GM is also considering an "electric-only" button so drivers can save their 40-mile battery range for use in restricted urban areas.

Noise levels are low at motorway speeds, although you can hear the engine working hard when you floor the throttle and there's a fair bit of wind noise on this very early car with ill-fitting panels. Again, the ride is acceptable given the hard, low-rolling resistance tyres fitted and while the steering feels artificial it is well weighted and direct.

With the battery mounted low and centrally in the bodyshell, the handling is predictable, if a little stodgy. The tyres give up the ghost early and soon after the accompanying engineer reminds you that you are driving a priceless engineering prototype.

The brakes are good, but like Honda's new CR-Z hybrid they rely on an electronic deceleration map to modulate the friction brakes and recharging. The result is a strong set of anchors, but a strange-feeling pedal.

That's it for the rest of the major controls because the driveline is totally automatic, with just a Low setting for the transmission which increases the recharging capacity to a peak of 30kW.

No one disputes that electric power is a technology of the future, but there are different ways to skin the cat. While the Ampera is still flawed in places and expensive, it offers the singular advantage of a real-world range and performance.

You could drive this car to the shops or to Moscow and it's not going to leave you stranded by the side of the road. Wouldn't it be even better if it were built in Britain?

The race to build the Ampera

Ellesmere Port is Vauxhall's only car factory in the UK since the closure of the Luton Vectra plant. Its 2,000 production staff make the Astra five-door hatchback, the Astra van and, from this year, the new Astra Sports Tourer estate.

It is one of three European plants that produces the Astra (the others are Bochum-Laer in Germany and Gliwice in Poland) and there is stiff competition between them to build the battery-electric Ampera, which is based on the Astra chassis known as Delta II.

Various General Motors panjandrums have praised the production efficiency and quality of the plant in the past, but it's also isolated from an electric component supplier base, with a sterling-based wage cost structure which is by turns an advantage and a drawback.

Tony Francavilla, the plant manager, acknowledges that it could use a better component supplier base, but says its secret advantage in the race to build the Ampera is "British ingenuity".

"It's a key ingredient," he says. "During the economic downturn we've been training our workers and look at what they are making," he gestures at the Astra models running down the line.

"The Astra is the leader in retail sales in the UK and of that I am most proud. The public don't just want a good price like fleet managers, they sit in the vehicle and they want great workmanship and quality, and we are delivering.

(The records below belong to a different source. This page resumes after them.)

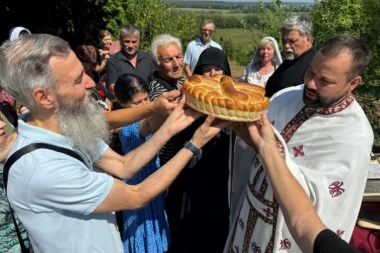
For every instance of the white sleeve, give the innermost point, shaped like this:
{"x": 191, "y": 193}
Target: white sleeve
{"x": 187, "y": 57}
{"x": 67, "y": 185}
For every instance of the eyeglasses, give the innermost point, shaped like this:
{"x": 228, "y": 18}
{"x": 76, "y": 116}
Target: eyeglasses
{"x": 207, "y": 31}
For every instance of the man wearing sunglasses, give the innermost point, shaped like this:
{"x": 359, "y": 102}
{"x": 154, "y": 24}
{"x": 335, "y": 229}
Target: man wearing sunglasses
{"x": 196, "y": 47}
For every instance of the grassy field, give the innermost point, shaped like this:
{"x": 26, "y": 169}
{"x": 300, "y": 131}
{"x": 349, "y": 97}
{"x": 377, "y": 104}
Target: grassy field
{"x": 214, "y": 12}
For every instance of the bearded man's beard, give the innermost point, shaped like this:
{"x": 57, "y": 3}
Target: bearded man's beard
{"x": 83, "y": 122}
{"x": 289, "y": 54}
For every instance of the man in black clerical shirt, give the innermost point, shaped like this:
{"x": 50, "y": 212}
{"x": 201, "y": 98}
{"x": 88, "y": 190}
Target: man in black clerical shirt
{"x": 297, "y": 42}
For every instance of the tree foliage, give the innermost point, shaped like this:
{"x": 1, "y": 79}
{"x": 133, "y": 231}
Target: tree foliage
{"x": 357, "y": 17}
{"x": 152, "y": 17}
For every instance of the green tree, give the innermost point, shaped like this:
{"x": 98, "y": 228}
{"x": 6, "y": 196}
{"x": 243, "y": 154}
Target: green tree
{"x": 357, "y": 17}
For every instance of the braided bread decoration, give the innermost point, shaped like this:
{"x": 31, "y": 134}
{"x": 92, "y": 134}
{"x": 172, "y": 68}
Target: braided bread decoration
{"x": 229, "y": 100}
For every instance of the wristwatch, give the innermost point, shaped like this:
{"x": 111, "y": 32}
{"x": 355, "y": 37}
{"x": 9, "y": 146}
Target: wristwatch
{"x": 196, "y": 151}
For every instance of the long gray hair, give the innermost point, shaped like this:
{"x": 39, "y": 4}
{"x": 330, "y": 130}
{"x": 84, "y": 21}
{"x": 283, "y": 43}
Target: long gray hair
{"x": 24, "y": 65}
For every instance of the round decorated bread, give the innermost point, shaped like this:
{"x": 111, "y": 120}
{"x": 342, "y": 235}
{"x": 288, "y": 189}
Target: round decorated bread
{"x": 229, "y": 100}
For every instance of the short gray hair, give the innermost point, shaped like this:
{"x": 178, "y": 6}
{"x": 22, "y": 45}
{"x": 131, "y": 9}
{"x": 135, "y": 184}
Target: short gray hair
{"x": 24, "y": 65}
{"x": 129, "y": 29}
{"x": 163, "y": 40}
{"x": 302, "y": 24}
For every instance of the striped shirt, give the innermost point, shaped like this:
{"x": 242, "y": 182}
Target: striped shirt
{"x": 156, "y": 88}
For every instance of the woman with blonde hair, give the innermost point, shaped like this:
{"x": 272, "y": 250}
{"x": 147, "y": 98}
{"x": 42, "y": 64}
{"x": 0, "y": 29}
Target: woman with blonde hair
{"x": 265, "y": 61}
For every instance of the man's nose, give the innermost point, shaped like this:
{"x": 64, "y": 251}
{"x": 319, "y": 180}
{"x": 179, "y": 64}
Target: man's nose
{"x": 175, "y": 62}
{"x": 88, "y": 82}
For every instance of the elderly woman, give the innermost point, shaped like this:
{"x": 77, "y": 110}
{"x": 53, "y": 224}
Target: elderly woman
{"x": 265, "y": 61}
{"x": 212, "y": 61}
{"x": 209, "y": 176}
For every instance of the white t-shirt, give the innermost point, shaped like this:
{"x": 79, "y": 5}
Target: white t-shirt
{"x": 55, "y": 195}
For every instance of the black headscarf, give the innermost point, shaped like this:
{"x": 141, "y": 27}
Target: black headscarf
{"x": 213, "y": 56}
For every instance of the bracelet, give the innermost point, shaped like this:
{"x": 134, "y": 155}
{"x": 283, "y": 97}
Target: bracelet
{"x": 196, "y": 151}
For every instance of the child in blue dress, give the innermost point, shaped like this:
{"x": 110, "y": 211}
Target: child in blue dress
{"x": 145, "y": 229}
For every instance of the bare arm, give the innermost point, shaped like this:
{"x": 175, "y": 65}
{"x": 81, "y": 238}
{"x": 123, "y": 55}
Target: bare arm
{"x": 123, "y": 196}
{"x": 6, "y": 145}
{"x": 128, "y": 165}
{"x": 300, "y": 216}
{"x": 162, "y": 105}
{"x": 188, "y": 70}
{"x": 99, "y": 68}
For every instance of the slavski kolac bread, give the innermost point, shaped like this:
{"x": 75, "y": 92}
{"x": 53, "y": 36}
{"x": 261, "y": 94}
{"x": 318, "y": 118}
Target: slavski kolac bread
{"x": 225, "y": 98}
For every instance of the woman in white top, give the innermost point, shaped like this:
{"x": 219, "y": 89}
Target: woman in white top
{"x": 265, "y": 60}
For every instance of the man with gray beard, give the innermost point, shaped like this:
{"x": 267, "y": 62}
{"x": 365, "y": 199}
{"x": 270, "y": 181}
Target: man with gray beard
{"x": 64, "y": 205}
{"x": 297, "y": 43}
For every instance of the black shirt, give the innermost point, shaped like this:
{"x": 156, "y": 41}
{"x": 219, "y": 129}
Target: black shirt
{"x": 119, "y": 65}
{"x": 290, "y": 73}
{"x": 156, "y": 88}
{"x": 328, "y": 242}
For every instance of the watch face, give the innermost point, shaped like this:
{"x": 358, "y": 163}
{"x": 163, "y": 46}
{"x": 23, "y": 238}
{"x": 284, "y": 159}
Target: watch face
{"x": 196, "y": 151}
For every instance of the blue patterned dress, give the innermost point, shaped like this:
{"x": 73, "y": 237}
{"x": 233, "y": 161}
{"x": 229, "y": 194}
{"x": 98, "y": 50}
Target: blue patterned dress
{"x": 8, "y": 237}
{"x": 145, "y": 229}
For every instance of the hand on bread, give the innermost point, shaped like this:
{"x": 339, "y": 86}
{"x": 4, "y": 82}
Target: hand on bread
{"x": 208, "y": 130}
{"x": 180, "y": 118}
{"x": 166, "y": 102}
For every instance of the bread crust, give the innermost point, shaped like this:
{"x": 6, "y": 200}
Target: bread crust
{"x": 229, "y": 100}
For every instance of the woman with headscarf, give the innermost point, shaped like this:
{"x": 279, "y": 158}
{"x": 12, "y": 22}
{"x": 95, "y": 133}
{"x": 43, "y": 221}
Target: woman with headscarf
{"x": 208, "y": 182}
{"x": 265, "y": 61}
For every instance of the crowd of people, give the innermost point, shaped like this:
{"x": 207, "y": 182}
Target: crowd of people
{"x": 181, "y": 181}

"The Ampera is history in the making," he adds. "And although we've got plenty of work right now, we all want to build it."

THE FACTS

Tested: Vauxhall Ampera extended-range, battery-electric, five-door hatchback

Price/availability: Estimate: £30,000 to £35,000 with battery included/ On sale 2012.

Power/torque (estimated): 111kW (148bhp) electric motor, 74bhp, 1.4-litre petrol engine, 16kW/h lithium-ion battery.

Top speed: limited to 100mph

Acceleration: 0-62mph in 9sec

Fuel economy (Combined under EU calculation): 175mpg

CO2 emissions: 40g/km

VED band: A (free)

Verdict: Clever and highly promising idea with the potential to turn car-making upside down.